LA CITÉ HAD GONE LIVE on a Friday night. The wait at the door was three hours. We’d stayed open and served two hours past closing time just to get everyone fed. It was, needless to say, a smashing success.
And after that? A blur. I can remember only moments.
I remember the smell of Ivan the Russian’s fresh bread in the morning, waking to it on occasion after sleeping in the basement or just coming in from out of the cold for the start of morning prep and being enveloped in the nutty, soft, sweet scent of hundreds of boules, all sitting on the racks, most destined to become bread crumbs or crostini or whatever because this was still Buffalo, after all, not Paris, and people here bought their bread at the grocery store.
I remember the night I nipped off the tip of my finger while slicing shallots. The injury was not as memorable as peeing the pool of blood that bloomed like a rose in a nature documentary, seeing a small piece of myself severed and set free, cut adrift on the expanse of my cutting board. Not so memorable as the feeling brought on by my bright idea that dipping the offended digit in a bowl of high-octane cooking vodka would sterilize it. The pain—so swift and awesome—knocked me out cold.
I remember Amy, one of the waitresses, running down the stairs into the basement where I was slicing prosciutto, pounding down the steps, frantic, scratching madly at her crotch. Amy didn’t see me, didn’t even hear the clattering, whirring old rotary slicer running, until she’d itched for a good ten seconds. Then she looked up and dissolved into laughter.
“I just shaved,” she said. “It itches like hell.”
“I can only imagine,” I said.
“Want to see?”
I remember the way the kitchen was arranged—in the round, European-style. There was the service door, then the dishwasher to the right, my station to the immediate left. Our pass was a shelf that rose from the middle of the kitchen: grill, broiler, six-top and four-top ranges, ovens and fryer on one side, everything cold on the other.

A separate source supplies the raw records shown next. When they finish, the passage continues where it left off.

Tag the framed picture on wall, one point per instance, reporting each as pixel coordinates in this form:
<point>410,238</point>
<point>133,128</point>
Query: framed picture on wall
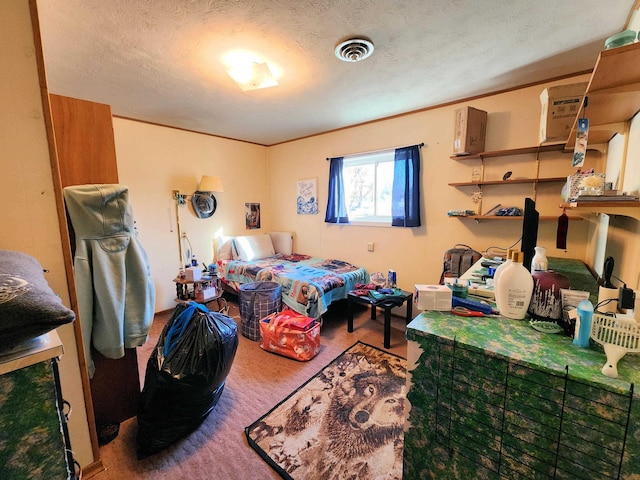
<point>307,198</point>
<point>252,215</point>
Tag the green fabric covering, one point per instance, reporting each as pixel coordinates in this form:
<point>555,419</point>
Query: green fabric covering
<point>31,441</point>
<point>492,398</point>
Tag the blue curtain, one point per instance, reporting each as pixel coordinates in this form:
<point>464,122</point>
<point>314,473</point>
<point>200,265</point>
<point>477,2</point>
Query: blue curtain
<point>405,197</point>
<point>336,206</point>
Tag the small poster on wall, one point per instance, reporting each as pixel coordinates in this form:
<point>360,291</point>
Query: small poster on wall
<point>252,214</point>
<point>307,197</point>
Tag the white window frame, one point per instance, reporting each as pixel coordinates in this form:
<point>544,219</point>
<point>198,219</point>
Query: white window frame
<point>373,158</point>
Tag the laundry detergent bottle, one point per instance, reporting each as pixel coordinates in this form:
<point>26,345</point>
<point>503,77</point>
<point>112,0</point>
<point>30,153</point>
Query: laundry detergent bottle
<point>515,289</point>
<point>498,273</point>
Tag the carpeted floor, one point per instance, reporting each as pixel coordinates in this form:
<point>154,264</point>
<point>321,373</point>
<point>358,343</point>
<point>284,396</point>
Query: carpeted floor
<point>258,381</point>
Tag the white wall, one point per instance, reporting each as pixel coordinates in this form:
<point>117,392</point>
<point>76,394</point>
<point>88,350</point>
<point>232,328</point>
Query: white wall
<point>29,219</point>
<point>153,161</point>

At the end of the pass, nearest the door, was a small, rickety, stainless steel prep table that, during service, became the expo station.
Heat lamps hung over the center pass. On the first night of actual service Matty and I broke them beyond all hope of repair. Heat lamps were a crutch. If we were doing our job well, they would never be required. We were right. We started accidentally dropping any plate that wasn’t white. A couple months in, Matty stole all of the lovely little salt and pepper shakers from the tables in the dining room, tossed them into a garbage bag and threw them away. If we were doing our job right, no one would need salt and pepper. He was right about that, too, even if the servers, the owners and the customers didn’t see it his way.
I remember the night Andy, our garde-manger man, showed up bent out of his head on opium, claiming he’d eaten it (accidentally) on a salad in the park.
“Who eats salad from a stranger in the park?” we asked. The answer: Andy did. We tried to send him home. He wouldn’t go, insisting that he was fine to stand his station. For the rest of the night, we’d call an order for a simple salad and would be handed a pepper mill. We’d ask for rillettes, for a double-garden-on-the-side, and Andy would look across the pass with his eyes blown out, staring into some distant O-space, and start fiddling. We’d get half heads of lettuce dressed in skordalia, white plates doodled with sauce, completely imaginary salads: one plate, set with a fork and a squeeze bottle. Andy was inventing dadaist cuisine on the spot, and for a while we were having so much fun waiting to see what he’d come up with next that we forgot that someone needed to back him up and actually do the job.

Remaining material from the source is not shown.